Generic accumulator functions using numpy
2024-02-17 update
A very astute observer stumbled across this post almost ten years after I wrote it to kindly inform me that:
- The
dtype
keyword argument is no longer needed in numpy.ufunc.accumulate- But I’ve left it in the code in the workaround for posterity’s sake
- There is a related issue/feature request here: https://github.com/numpy/numpy/issues/14020
Now back to the original article…
So numpy.cumsum
is pretty useful. It returns an array of the running sum of elements from another array.

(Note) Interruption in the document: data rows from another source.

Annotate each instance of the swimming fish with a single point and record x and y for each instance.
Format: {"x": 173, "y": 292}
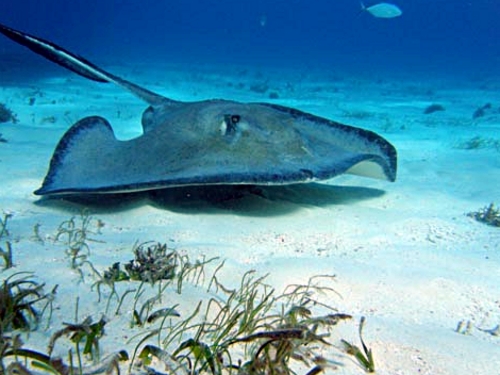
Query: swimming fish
{"x": 382, "y": 10}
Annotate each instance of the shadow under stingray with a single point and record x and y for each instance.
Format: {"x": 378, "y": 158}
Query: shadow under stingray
{"x": 246, "y": 200}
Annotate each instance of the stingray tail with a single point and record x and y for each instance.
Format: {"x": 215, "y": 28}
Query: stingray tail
{"x": 77, "y": 64}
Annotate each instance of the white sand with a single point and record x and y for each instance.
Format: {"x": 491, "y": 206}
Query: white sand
{"x": 404, "y": 253}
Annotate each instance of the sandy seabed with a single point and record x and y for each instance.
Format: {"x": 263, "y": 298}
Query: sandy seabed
{"x": 405, "y": 255}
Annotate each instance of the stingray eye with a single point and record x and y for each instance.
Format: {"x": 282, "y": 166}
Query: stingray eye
{"x": 235, "y": 119}
{"x": 228, "y": 126}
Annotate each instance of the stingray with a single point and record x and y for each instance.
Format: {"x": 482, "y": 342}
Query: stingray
{"x": 208, "y": 142}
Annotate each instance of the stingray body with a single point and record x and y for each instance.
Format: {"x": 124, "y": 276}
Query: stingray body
{"x": 202, "y": 143}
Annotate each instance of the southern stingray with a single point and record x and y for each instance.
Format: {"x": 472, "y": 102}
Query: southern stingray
{"x": 209, "y": 142}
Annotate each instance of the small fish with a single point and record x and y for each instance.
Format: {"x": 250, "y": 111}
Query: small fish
{"x": 382, "y": 10}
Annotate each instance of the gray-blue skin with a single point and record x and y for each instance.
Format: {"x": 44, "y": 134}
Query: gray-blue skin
{"x": 210, "y": 142}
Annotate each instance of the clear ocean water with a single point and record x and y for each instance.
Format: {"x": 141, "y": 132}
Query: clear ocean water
{"x": 432, "y": 36}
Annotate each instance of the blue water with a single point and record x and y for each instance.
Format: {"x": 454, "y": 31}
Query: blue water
{"x": 438, "y": 36}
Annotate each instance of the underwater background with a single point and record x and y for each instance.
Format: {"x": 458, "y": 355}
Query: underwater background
{"x": 431, "y": 37}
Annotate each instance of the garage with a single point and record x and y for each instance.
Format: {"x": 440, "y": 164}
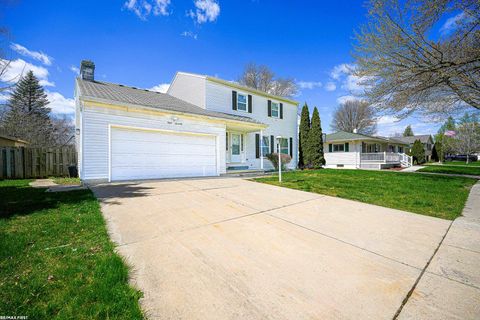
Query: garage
{"x": 149, "y": 154}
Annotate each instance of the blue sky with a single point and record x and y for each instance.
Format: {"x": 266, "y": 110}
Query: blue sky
{"x": 143, "y": 43}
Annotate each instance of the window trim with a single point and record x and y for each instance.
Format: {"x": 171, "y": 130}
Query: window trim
{"x": 286, "y": 147}
{"x": 267, "y": 145}
{"x": 241, "y": 103}
{"x": 338, "y": 149}
{"x": 277, "y": 104}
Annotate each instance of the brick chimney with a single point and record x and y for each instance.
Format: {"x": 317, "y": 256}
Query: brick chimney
{"x": 87, "y": 70}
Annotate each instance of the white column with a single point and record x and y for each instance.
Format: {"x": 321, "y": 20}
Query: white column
{"x": 261, "y": 149}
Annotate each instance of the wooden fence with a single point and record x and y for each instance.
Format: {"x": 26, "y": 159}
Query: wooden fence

In [1]: a = np.array([1, 2, 3, 4])
In [2]: np.cumsum(a)
Out[2]: array([ 1, 3, 6, 10])
It’s sometimes the case that I don’t quite want to compute the cumulative sum, but instead some small variation. Say I wanted to compute this instead: b[i] = b[i-1] + c * a[i]
for each i = 1, 2, 3, ..., n
.
Well now I’m stuffed. I can’t hack cumsum
to give me the right thing. Although, during my quest of trying, I discovered that numpy.cumsum
is identical to numpy.add.acumulate
. Then I read the documentation for accumulate
and understood that any binary numpy.ufunc
will implement the accumulate
method and ‘do the right thing’. The function numpy.multiply
is one such example and gives rise to numpy.cumprod
.
So, now I needed to write my own ufunc
. Turns out it’s kind of a disaster when you just want something quick and dirty.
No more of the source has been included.